Cervical spinal cord injury (cSCI) severs bulbospinal projections to respiratory motor neurons, paralyzing respiratory muscles below the injury. C2 spinal hemisection (C2Hx) is a model of cSCI often used to study spontaneous and induced plasticity and breathing recovery post-injury. One key assumption is that C2Hx dennervates motor neurons below the injury, but does not affect their survival. However, a recent study reported substantial bilateral motor neuron death caudal to C2Hx. Since phrenic motor neuron (PMN) death following C2Hx would have profound implications for therapeutic strategies designed to target spared neural circuits, we tested the hypothesis that C2Hx minimally impacts PMN survival. Using improved retrograde tracing methods, we observed no loss of PMNs at 2- or 8-weeks post-C2Hx. We also observed no injury-related differences in ChAT or NeuN immunolabeling within labelled PMNs. Although we found no evidence of PMN loss following C2Hx, we cannot rule out neuronal loss in other motor pools. These findings address an essential prerequisite for studies that utilize C2Hx as a model to explore strategies for inducing plasticity and/or regeneration within the phrenic motor system, as they provide important insights into the viability of phrenic motor neurons as therapeutic targets after high cervical injury.

Serotonergic innervation of respiratory motor nuclei after cervical spinal injury: Impact of intermittent hypoxia.

Although cervical spinal cord injury (cSCI) disrupts bulbo-spinal serotonergic projections, partial recovery of spinal serotonergic innervation below the injury site is observed after incomplete cSCI. Since serotonin contributes to functional recovery post-injury, treatments to restore or accelerate serotonergic reinnervation are of considerable interest. Intermittent hypoxia (IH) was reported to increase serotonin innervation near respiratory motor neurons in spinal intact rats, and to improve function after cSCI. Here, we tested the hypotheses that spontaneous serotonergic reinnervation of key respiratory (phrenic and intercostal) motor nuclei: 1) is partially restored 12 weeks post C2 hemisection (C2Hx); 2) is enhanced by IH; and 3) results from sprouting of spared crossed-spinal serotonergic projections below the site of injury.

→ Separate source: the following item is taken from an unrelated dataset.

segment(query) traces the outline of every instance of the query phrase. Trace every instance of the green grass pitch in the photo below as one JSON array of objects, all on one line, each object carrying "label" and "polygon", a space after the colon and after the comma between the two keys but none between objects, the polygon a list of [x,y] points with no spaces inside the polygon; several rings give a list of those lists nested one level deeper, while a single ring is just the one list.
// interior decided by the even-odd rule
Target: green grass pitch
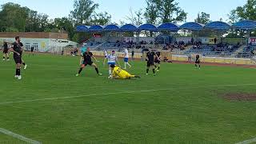
[{"label": "green grass pitch", "polygon": [[[0,128],[53,144],[235,143],[256,137],[255,102],[222,97],[256,94],[255,69],[162,63],[154,77],[146,76],[145,62],[131,62],[129,72],[141,79],[110,80],[102,62],[103,76],[86,67],[75,77],[79,58],[26,54],[21,81],[13,60],[0,62]],[[0,143],[25,142],[0,133]]]}]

Serotonin was assessed via immunofluorescence in male Sprague Dawley rats with and without C2Hx (12 wks post-injury); individual groups were exposed to 28 days of: 1) normoxia; 2) daily acute IH (dAIH28: 10, 5 min 10.5% O2 episodes per day; 5 min normoxic intervals); 3) mild chronic IH (IH28-5/5: 5 min 10.5% O2 episodes; 5 min intervals; 8 h/day); or 4) moderate chronic IH (IH28-2/2: 2 min 10.5% O2 episodes; 2 min intervals; 8 h/day), simulating IH experienced during moderate sleep apnea. After C2Hx, the number of ipsilateral serotonergic structures was decreased in both motor nuclei, regardless of IH protocol. However, serotonergic structures were larger after C2Hx in both motor nuclei, and total serotonin immunolabeling area was increased in the phrenic motor nucleus but reduced in the intercostal motor nucleus. Both chronic IH protocols increased serotonin structure size and total area in the phrenic motor nuclei of uninjured rats, but had no detectable effects after C2Hx. Although the functional implications of fewer but larger serotonergic structures are unclear, we confirm that serotonergic reinnervation is substantial following injury, but IH does not affect the extent of reinnervation.